If you’ve ever asked ChatGPT to come up with a joke, you’ll notice that chatbots will often struggle to match up to Generation Z’s sense of humor. It’s the same thing with framing academic explanations to fit the needs of a particular student: it’s not always a one-shot process.

Don’t cheat and still go to class

Chatbots are extraordinary tools. They can teach you quite a bit, but they can’t teach you everything. When it comes to essay writing, they can certainly draft up some interesting ideas. However, you’re not going to have a perfect structure, transitions, word choices and source citations. It won’t sound natural, and it’s certainly not going to sound human, either. You’ll be caught by your professor — and if not by your professor, then by an AI detector — in a heartbeat. You should be using technology to answer your own questions, not the questions on an assignment. 

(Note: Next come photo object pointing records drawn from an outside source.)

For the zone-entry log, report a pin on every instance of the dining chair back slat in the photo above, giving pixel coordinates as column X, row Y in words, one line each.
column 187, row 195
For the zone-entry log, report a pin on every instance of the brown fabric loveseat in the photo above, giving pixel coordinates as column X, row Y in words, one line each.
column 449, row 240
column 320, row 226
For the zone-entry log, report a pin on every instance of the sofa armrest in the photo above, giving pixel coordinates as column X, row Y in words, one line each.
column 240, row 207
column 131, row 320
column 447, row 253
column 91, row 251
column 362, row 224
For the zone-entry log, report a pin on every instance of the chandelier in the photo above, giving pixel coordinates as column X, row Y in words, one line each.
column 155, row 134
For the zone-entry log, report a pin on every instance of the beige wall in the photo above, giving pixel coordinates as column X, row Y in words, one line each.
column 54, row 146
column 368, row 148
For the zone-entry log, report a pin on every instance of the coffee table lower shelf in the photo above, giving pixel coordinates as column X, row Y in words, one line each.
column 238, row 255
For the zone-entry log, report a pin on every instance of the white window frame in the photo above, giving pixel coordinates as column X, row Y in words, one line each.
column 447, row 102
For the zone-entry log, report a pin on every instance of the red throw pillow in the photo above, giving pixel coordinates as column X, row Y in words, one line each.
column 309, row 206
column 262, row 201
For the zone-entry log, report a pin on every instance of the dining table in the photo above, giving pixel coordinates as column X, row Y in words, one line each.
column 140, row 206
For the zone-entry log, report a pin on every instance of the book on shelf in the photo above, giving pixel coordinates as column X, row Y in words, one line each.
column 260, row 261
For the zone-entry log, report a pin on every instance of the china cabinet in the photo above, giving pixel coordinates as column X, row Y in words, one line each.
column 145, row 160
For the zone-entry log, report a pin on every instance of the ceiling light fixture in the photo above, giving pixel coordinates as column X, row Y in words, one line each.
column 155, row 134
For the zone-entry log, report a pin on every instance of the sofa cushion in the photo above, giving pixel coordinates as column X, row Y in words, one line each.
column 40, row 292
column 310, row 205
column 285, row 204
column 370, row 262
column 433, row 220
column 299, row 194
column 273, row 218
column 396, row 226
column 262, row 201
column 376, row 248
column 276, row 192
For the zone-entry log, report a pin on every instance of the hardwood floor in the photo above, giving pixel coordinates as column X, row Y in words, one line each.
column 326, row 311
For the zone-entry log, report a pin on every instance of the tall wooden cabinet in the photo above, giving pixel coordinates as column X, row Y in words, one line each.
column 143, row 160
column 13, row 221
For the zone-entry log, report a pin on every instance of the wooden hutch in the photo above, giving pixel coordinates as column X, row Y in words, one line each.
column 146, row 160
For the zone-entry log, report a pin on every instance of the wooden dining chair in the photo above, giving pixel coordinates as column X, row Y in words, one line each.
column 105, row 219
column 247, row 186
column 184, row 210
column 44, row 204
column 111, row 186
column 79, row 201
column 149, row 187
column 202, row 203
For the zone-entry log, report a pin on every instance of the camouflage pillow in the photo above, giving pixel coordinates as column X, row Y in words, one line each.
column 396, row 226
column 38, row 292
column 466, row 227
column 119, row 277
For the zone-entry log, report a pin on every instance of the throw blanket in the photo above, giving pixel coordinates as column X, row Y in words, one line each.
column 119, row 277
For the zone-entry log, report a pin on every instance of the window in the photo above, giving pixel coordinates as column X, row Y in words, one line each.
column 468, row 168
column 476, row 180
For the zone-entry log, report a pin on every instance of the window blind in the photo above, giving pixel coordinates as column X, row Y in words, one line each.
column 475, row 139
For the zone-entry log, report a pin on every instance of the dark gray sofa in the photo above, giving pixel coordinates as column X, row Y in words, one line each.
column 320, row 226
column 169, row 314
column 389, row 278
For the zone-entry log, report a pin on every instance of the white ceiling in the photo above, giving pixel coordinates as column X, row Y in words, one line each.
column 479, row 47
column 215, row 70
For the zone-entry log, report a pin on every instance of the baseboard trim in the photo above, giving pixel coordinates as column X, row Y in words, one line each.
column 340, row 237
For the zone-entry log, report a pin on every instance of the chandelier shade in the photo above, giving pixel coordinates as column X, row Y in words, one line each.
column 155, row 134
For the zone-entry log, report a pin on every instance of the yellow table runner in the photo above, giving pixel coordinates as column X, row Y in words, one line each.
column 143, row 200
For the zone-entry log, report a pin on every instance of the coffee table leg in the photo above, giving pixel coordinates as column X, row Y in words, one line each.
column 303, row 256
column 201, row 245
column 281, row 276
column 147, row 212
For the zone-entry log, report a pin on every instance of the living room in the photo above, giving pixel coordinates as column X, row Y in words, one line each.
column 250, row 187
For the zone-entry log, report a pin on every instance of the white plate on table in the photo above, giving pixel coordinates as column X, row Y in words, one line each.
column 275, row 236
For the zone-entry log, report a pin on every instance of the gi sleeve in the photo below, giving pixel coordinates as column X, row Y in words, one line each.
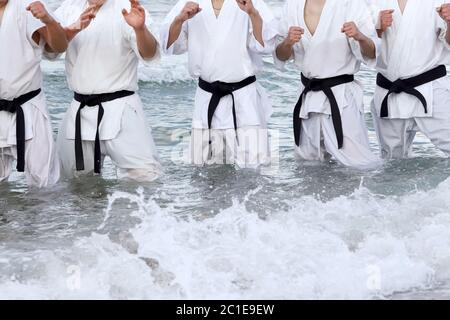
column 60, row 15
column 130, row 36
column 361, row 15
column 180, row 46
column 32, row 23
column 282, row 33
column 269, row 30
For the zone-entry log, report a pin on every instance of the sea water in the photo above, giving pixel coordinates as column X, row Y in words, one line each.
column 299, row 230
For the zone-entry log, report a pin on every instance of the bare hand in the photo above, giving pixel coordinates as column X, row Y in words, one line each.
column 190, row 10
column 444, row 12
column 294, row 35
column 136, row 17
column 247, row 6
column 38, row 11
column 85, row 19
column 351, row 31
column 386, row 20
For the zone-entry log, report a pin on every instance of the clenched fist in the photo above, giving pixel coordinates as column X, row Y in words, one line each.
column 444, row 12
column 190, row 10
column 38, row 11
column 386, row 20
column 246, row 6
column 351, row 31
column 85, row 19
column 136, row 17
column 294, row 35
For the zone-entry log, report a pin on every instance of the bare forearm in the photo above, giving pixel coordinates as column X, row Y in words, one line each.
column 146, row 43
column 175, row 31
column 284, row 51
column 367, row 47
column 379, row 33
column 447, row 35
column 55, row 37
column 257, row 24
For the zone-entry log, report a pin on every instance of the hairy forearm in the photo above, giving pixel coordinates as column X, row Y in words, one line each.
column 284, row 51
column 367, row 47
column 146, row 43
column 447, row 35
column 379, row 33
column 174, row 31
column 55, row 37
column 257, row 24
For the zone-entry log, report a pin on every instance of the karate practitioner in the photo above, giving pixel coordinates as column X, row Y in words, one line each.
column 328, row 40
column 224, row 40
column 413, row 90
column 25, row 129
column 106, row 118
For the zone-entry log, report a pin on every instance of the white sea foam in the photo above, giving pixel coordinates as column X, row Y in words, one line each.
column 362, row 246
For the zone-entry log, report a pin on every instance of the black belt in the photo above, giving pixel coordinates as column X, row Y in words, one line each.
column 92, row 100
column 325, row 86
column 15, row 106
column 219, row 90
column 408, row 86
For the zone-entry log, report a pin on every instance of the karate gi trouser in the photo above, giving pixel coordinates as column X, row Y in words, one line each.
column 41, row 160
column 396, row 136
column 132, row 150
column 318, row 140
column 250, row 149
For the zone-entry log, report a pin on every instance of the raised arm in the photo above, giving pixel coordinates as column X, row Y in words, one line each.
column 386, row 19
column 368, row 48
column 53, row 34
column 285, row 49
column 255, row 18
column 190, row 10
column 146, row 42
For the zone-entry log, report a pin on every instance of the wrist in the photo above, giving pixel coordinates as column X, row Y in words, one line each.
column 253, row 13
column 179, row 19
column 288, row 43
column 48, row 21
column 360, row 37
column 139, row 28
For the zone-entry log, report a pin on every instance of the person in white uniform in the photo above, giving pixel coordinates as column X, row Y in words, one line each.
column 413, row 90
column 106, row 118
column 224, row 40
column 328, row 40
column 25, row 128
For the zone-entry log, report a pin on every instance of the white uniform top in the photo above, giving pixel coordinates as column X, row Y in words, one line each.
column 20, row 56
column 328, row 53
column 20, row 70
column 103, row 58
column 224, row 49
column 414, row 44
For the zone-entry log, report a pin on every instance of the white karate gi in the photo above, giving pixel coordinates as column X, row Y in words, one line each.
column 20, row 73
column 103, row 58
column 329, row 53
column 224, row 49
column 414, row 44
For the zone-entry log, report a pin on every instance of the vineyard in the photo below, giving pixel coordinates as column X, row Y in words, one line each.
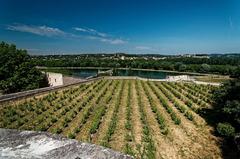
column 141, row 118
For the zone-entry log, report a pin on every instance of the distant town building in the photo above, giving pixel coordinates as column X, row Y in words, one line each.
column 179, row 78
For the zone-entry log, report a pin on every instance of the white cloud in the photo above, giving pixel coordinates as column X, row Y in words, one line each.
column 38, row 30
column 91, row 31
column 145, row 48
column 50, row 32
column 108, row 40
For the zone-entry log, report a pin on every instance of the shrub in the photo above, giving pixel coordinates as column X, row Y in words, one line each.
column 225, row 129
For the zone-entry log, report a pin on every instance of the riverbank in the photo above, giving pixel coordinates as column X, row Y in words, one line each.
column 106, row 68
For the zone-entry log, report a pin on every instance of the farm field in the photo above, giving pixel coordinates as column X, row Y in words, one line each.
column 141, row 118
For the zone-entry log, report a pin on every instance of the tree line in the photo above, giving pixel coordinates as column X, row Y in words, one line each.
column 226, row 65
column 18, row 71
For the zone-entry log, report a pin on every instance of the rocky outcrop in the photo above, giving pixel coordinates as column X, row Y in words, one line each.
column 30, row 144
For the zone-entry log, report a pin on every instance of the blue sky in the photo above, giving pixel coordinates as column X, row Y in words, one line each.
column 130, row 26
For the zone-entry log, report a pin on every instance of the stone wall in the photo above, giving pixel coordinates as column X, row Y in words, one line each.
column 18, row 144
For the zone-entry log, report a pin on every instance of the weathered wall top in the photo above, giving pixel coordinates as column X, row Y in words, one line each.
column 30, row 144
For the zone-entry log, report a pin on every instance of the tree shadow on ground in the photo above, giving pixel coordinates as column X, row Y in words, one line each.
column 228, row 148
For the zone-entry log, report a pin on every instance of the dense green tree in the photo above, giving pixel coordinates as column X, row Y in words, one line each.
column 17, row 70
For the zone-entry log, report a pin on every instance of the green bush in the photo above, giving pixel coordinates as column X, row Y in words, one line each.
column 225, row 129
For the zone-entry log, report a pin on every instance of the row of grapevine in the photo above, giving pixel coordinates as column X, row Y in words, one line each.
column 89, row 109
column 64, row 111
column 179, row 106
column 158, row 115
column 101, row 112
column 174, row 90
column 128, row 124
column 29, row 110
column 196, row 96
column 164, row 103
column 113, row 124
column 149, row 149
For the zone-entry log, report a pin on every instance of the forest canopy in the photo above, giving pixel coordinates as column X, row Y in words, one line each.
column 18, row 71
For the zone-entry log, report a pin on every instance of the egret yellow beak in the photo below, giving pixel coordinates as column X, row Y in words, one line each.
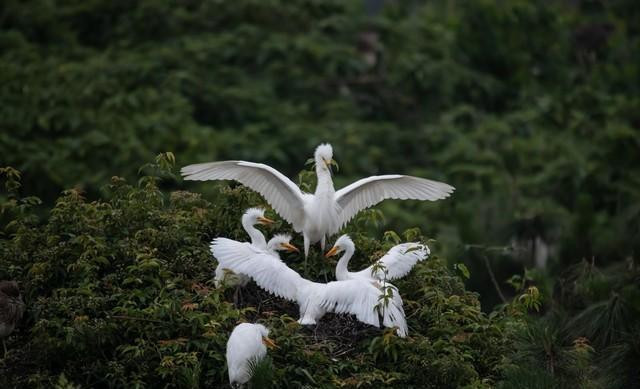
column 290, row 248
column 264, row 220
column 332, row 252
column 269, row 342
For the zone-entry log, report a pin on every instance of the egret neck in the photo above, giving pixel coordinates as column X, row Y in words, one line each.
column 342, row 271
column 257, row 238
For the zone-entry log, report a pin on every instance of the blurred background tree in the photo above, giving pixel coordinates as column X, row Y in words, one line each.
column 531, row 109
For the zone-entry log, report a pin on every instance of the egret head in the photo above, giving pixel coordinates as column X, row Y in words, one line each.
column 324, row 157
column 281, row 242
column 253, row 216
column 342, row 244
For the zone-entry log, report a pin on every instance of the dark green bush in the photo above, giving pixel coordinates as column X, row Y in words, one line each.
column 119, row 294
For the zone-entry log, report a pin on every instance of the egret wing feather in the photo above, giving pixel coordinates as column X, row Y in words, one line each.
column 280, row 192
column 360, row 298
column 369, row 191
column 268, row 271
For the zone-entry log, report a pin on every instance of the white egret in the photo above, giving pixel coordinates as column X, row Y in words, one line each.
column 358, row 297
column 247, row 344
column 11, row 309
column 250, row 218
column 396, row 263
column 325, row 212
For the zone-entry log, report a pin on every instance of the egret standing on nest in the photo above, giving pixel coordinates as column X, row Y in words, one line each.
column 325, row 212
column 396, row 263
column 247, row 344
column 358, row 296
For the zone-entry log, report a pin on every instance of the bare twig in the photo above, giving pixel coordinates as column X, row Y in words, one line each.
column 122, row 317
column 493, row 278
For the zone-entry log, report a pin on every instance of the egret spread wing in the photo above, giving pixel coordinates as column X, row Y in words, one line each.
column 362, row 299
column 398, row 261
column 369, row 191
column 269, row 272
column 279, row 191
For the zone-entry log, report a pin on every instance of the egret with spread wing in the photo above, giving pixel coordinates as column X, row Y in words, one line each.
column 325, row 212
column 358, row 297
column 396, row 263
column 247, row 344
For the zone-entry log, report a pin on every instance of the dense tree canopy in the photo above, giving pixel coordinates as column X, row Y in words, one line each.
column 531, row 109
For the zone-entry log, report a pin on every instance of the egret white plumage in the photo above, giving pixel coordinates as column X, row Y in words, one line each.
column 396, row 263
column 358, row 297
column 325, row 212
column 247, row 344
column 250, row 218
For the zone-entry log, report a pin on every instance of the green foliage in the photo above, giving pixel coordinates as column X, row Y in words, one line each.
column 529, row 108
column 119, row 294
column 261, row 373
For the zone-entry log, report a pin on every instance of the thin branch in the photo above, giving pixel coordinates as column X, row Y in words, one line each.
column 122, row 317
column 493, row 279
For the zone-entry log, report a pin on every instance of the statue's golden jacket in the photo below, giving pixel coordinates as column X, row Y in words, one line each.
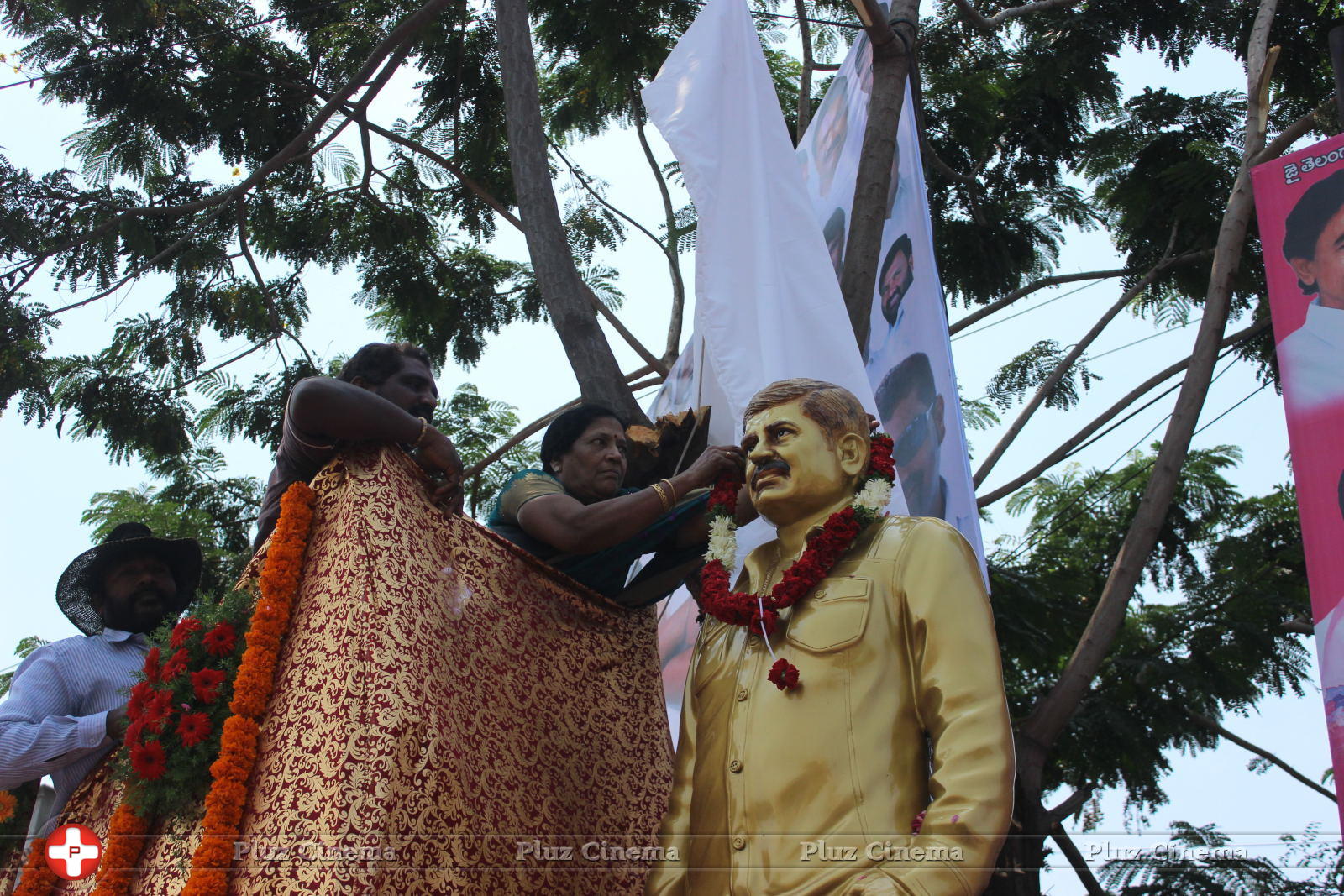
column 900, row 711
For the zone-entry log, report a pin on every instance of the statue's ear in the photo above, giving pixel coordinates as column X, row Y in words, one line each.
column 853, row 453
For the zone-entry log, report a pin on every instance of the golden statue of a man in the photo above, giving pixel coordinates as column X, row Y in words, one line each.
column 900, row 723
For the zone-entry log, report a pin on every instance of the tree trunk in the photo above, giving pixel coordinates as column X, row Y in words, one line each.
column 1038, row 734
column 890, row 67
column 564, row 293
column 806, row 76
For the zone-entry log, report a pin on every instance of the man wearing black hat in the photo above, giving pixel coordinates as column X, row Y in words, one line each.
column 67, row 700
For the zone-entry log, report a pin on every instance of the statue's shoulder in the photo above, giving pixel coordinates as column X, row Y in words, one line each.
column 895, row 533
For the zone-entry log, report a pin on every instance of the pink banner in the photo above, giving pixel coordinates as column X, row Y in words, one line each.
column 1300, row 204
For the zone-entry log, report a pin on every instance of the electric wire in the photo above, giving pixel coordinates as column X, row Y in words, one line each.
column 1026, row 311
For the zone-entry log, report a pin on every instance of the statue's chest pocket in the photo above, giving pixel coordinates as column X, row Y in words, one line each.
column 833, row 617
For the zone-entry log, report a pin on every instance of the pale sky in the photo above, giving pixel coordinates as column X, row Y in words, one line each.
column 53, row 479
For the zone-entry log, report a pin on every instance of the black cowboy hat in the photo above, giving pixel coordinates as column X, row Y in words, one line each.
column 77, row 593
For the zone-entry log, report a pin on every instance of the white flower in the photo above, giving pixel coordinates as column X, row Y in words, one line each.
column 723, row 542
column 874, row 496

Having the opportunity to understand the underlying concepts behind a math problem and clear up misconceptions at the root is a wonderful thing. Taking advantage of that to get an immediate answer might help in the short run, but you certainly won’t learn anything that will help you in the long run. 

Having the opportunity to clear up minor misunderstandings with AI can be helpful; however, your professor is an expert in their field, and ultimately the one making the exams and grading the homework. They’re the ones that you want shaping your understanding of the material and curriculum you’re paying for. Don’t get so tangled up in the World Wide Web that you forget the purpose of the class you’re taking. It’s important to make the distinction between a learning tool — which is an insentient thing —and a living, breathing teacher or teaching assistant. Chatbots have many features, but they don’t have empathy or personality, and they certainly aren’t deciding your final grade. If you could learn everything off of Google alone, don’t you think you would’ve done that by now, instead of paying tens of thousands of dollars for a college education? AI is no different.